There’s actually no real reference to navidad here; more often, people talk about the 24th. It is the date on which people here gather and celebrate Christmas. Tradition is to have a big dinner in family, then open gifts at midnight. What I saw my young adult friends doing was leaving their families behind once midnight passed to go party at the bars and estrenar or debut their new Christmas clothes.
At my house, my host mom made a tasty dinner of chicken with ham, mashed potatoes, spinach rice, and traditional buñuelos, plus a coconut pudding that I was too full to try until the next day. Afterwards, my family sat together on the patio enjoying the neighbor’s loud music and the breeze and time together chatting, drinking, and dancing. I helped my youngest host sister put baby Jesus in the manger at midnight and then both my host sisters went to sleep; meanwhile I stayed up with my host parents until 2:30ish chatting.
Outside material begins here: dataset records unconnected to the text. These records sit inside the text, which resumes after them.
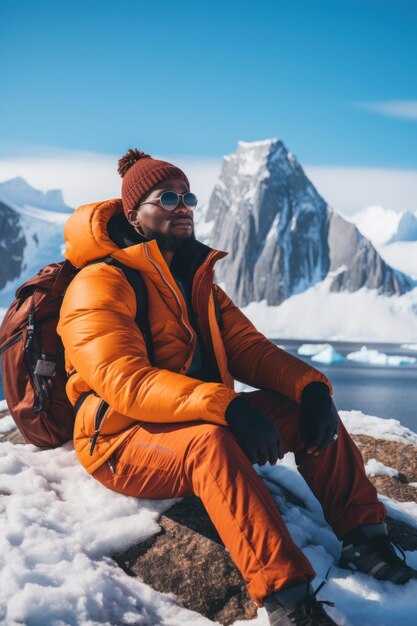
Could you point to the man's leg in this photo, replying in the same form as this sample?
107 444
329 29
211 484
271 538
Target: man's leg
170 460
336 476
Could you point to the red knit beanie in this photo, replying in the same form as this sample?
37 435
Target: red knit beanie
140 172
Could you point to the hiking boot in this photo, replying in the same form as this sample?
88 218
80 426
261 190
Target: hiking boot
375 555
307 612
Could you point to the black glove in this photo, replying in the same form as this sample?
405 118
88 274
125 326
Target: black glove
257 435
318 416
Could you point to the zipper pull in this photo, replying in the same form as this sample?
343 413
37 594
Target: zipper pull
94 441
31 330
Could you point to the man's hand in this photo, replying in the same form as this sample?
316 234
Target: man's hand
256 433
318 417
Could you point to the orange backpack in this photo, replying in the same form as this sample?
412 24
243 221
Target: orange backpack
32 353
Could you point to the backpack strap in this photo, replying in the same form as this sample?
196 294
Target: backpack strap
137 283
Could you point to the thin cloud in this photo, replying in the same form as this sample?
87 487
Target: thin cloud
87 177
403 109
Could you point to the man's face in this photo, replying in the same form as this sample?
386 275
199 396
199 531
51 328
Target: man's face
169 228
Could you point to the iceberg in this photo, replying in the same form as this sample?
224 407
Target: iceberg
374 357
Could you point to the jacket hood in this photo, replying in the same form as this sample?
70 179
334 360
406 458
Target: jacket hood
100 229
85 232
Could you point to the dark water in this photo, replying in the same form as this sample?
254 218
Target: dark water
384 391
388 392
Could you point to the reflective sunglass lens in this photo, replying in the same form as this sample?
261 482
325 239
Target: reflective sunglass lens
169 200
190 200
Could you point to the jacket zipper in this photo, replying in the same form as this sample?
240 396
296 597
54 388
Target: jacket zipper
100 415
191 332
206 262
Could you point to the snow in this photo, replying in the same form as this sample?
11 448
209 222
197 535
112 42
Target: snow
357 423
58 528
401 255
308 349
374 357
376 223
321 315
328 355
44 233
376 468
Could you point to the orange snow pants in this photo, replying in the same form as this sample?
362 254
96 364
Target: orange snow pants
169 460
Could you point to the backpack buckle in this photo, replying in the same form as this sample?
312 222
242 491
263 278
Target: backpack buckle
45 367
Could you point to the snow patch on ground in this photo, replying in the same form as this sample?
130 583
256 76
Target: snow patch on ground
357 423
376 468
58 527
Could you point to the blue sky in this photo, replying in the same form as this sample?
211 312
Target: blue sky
336 81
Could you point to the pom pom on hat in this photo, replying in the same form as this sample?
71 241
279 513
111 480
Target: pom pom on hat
129 159
140 173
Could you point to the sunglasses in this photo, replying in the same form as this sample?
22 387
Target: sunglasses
169 200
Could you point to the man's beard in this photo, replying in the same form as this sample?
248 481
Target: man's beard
170 242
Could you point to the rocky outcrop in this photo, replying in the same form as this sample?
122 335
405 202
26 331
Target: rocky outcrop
12 244
187 557
271 220
281 235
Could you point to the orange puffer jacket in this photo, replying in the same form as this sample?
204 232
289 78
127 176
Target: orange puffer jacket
105 350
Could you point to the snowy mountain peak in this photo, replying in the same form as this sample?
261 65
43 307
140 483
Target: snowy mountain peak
17 191
253 157
382 226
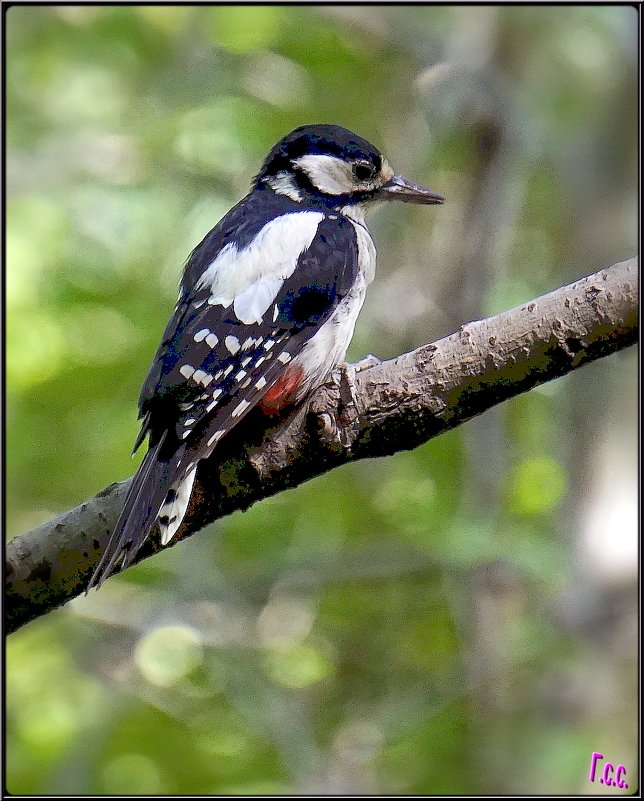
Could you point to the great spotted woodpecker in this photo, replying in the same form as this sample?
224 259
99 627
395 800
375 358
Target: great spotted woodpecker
267 307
Nativity scenes and decorated streets
People on the coast of Colombia are extremely creative, and this was evident in the decorations found around town during December. From homemade light balls and snowmen made out of plastic cups, to entire blocks of streets lined with arches with lights, to amazing homemade nativity scenes, neighborhoods really got together to create beautiful scenes. The first picture in this blog post are a couple examples – the sunny one was on a random section of a random street, and the dark one is in my home. My host mom had just constructed the stable that day. There were so many more, but I only managed to snag pictures of a couple others.